El Sol de las Contradicciones, segunda novela de la escritora Eva Losada Casanova, con la que consiguió el XVIII Premio Unicaja de Novela Fernando Quiñones, uno de los principales premios de novela del panorama nacional e internacional y que publica Alianza Editorial; ha salido publicada este 16 de marzo.
La novela ganadora de este premio, El Sol de las Contradicciones, plantea, según la calificación del jurado, «conflictos muy contemporáneos en torno a una maternidad no buscada que se contrapone al destino. Es la lucha de una mujer sola que elige la ética por encima de sus sueños, para hacerse cargo de una historia huérfana que no le pertenece».
Las calles de Madrid y Barcelona en la década de los años noventa, el sentido de la creación artística, la pureza de la isla de Menorca, la maternidad impuesta e indeseada y la desaparición del fotógrafo Álvaro Beni en 1996, son el escenario en el que esta novela, a través de Mar, una joven escultora menorquina, aborda cuestiones tan importantes como la autodestrucción, la cobardía, la mentira y la huida permanente de nosotros mismos. Ésta es la historia de unos personajes al límite, detenidos en un cruce de caminos, a veces contradictorio y otras decisivo. Un obra en la que la proximidad de la muerte «nos alerta de la brevedad del tiempo y de la necesidad de vivir la vida que siempre fue nuestra y no supimos reconocer».

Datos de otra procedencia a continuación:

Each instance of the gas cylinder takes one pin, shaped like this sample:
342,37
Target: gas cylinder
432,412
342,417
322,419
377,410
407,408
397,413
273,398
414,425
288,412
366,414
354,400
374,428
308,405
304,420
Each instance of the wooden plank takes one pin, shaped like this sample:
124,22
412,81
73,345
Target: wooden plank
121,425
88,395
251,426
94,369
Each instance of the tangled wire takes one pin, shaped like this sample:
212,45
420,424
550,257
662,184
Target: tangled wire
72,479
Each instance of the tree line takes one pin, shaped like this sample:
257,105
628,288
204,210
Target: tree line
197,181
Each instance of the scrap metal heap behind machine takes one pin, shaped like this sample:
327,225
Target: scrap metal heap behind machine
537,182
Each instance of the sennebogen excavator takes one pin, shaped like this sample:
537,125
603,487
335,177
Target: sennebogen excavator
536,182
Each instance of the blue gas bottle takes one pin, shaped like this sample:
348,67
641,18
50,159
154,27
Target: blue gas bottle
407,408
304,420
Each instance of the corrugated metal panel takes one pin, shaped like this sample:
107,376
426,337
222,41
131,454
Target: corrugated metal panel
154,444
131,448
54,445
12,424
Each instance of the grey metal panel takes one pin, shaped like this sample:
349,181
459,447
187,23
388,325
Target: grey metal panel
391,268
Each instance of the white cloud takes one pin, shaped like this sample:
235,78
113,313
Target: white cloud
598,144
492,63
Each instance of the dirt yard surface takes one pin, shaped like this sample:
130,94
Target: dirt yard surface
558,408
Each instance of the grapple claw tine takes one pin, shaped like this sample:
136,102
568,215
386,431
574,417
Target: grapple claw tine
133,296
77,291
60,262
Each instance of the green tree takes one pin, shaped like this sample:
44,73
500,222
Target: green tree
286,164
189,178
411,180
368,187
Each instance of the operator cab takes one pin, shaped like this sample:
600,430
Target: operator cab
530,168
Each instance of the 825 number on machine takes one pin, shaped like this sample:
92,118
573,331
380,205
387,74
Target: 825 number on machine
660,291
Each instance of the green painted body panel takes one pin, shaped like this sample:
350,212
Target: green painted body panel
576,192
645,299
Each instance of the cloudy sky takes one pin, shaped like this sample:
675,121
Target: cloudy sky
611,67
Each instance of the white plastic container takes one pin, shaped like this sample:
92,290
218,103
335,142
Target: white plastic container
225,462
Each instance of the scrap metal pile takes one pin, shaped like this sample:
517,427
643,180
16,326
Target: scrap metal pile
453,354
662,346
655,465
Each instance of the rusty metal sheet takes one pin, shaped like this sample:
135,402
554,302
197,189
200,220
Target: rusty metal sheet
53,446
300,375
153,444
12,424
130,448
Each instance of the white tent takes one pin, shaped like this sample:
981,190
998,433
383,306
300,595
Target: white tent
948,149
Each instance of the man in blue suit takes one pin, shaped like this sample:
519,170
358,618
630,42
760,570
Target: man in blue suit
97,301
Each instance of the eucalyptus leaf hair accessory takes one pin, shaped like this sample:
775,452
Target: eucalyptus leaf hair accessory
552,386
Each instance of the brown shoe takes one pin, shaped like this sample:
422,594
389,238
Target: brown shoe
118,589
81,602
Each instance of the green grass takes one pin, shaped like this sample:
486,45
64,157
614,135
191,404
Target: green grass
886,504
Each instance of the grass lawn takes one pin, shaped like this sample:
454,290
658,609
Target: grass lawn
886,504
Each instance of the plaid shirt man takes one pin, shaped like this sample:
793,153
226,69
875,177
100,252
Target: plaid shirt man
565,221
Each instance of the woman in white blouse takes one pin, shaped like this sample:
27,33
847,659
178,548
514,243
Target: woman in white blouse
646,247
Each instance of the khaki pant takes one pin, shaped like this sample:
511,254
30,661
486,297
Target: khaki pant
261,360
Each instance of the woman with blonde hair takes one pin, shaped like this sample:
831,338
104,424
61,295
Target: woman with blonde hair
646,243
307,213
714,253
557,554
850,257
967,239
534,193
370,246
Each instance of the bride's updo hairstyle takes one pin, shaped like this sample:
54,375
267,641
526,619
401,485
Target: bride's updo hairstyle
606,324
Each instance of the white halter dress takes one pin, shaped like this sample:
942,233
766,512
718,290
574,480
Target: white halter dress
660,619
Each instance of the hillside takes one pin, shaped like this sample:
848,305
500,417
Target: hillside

La autora, con los instrumentos del lenguaje, «describe la ambigüedad del tiempo y su abanico de posibilidades para hacer aflorar las debilidades humanas y el desamor, ese que se perfila en forma de pesadilla o esculpido por la desesperanza», se señala.
El Sol de las Contradicciones nos cuenta la historia de Mar Zheirman, una joven escultora y galerista menorquina, recibe una inesperada llamada del módulo de Custodia penitenciaria del hospital donde su expareja, Álvaro Berni, está en coma tras una agresión en la cárcel. Hacía tiempo que no sabía nada de él, después de que desapareciese diez años antes, dejando una lavadora puesta y un disco de Tom Waits.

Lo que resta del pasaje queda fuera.